With the information generated prior to now, we’re getting smarter about how we course of data to design higher research. Pharmaceutical firms and labs are creating new medication, such because the oncolytic virus CF33-hNIS for which we printed preclinical work in our summary. The true takeaway is that there’s vital hope that we’ll uncover one thing new by this collaboration and new know-how. Sources for abdomen most cancers are growing and enhancing; hopefully, we are going to quickly have patient-specific and tumor-specific methods of treating them.
By utilizing AI instruments and higher communication throughout the board — together with affected person advocacy teams, pharmaceutical firms, surgeons, and oncologists — we’re creating higher remedy methods for people. I’m hopeful that new and higher cures for abdomen most cancers are coming quickly; even with some disappointing trial outcomes this 12 months, we have now to maintain going.
Jayakrishnan: A very powerful takeaway for me and for sufferers is that persons are very considerate about these points. We’re taking affected person preferences and quality-of-life impacts into consideration. At this ASCO, we have now seen advances in focused therapies and progress in remedies for all gastrointestinal cancers. In colorectal most cancers, we have now seen new research with promising outcomes concentrating on the KRAS mutation in pancreatic most cancers, which has been thought of an “undruggable” goal till now. These choices even have fewer unwanted effects than conventional chemotherapy.
There have additionally been discussions concerning remedy choices for cholangiocarcinoma (bile duct most cancers) and novel therapies that focus on particular mutations.

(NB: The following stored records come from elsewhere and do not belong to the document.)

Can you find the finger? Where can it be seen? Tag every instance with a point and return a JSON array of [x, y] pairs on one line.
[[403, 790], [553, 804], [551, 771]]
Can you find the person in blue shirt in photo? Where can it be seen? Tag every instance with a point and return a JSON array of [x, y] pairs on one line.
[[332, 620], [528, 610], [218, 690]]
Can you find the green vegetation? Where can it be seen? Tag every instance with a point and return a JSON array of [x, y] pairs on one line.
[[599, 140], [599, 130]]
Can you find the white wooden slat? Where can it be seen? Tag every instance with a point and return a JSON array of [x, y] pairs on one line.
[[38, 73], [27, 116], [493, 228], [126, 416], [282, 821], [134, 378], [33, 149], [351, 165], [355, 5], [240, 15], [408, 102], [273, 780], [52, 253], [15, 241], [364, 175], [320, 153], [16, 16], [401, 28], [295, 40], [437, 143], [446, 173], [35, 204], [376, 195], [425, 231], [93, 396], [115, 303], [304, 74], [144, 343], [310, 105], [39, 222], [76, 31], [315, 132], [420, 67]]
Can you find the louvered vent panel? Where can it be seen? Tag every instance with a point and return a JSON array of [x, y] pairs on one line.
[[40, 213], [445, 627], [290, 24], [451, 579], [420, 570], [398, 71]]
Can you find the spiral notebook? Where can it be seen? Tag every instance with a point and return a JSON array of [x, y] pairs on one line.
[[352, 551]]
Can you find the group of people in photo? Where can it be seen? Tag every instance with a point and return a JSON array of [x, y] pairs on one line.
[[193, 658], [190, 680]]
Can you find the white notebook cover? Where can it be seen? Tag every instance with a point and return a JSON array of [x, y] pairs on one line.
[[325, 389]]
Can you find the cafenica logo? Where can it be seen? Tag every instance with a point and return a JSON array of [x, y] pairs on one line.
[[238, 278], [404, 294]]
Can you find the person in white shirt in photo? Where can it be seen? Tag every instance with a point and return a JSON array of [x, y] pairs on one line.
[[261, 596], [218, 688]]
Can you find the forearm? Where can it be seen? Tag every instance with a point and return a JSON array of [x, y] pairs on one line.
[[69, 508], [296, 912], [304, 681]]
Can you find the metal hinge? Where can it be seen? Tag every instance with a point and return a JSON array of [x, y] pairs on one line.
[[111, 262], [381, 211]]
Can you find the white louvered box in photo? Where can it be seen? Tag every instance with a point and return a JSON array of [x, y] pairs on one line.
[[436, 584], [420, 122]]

The identical applies to colorectal most cancers, particularly concerning the BRAF mutation and focused therapies utilized in mixture with chemotherapy to successfully management most cancers for lengthy durations whereas managing toxicity. Whereas not all sufferers are eligible for focused therapies since they require particular mutations, the sphere is transferring ahead.
We actually want extra research, however issues are progressing, and that’s the largest takeaway for me.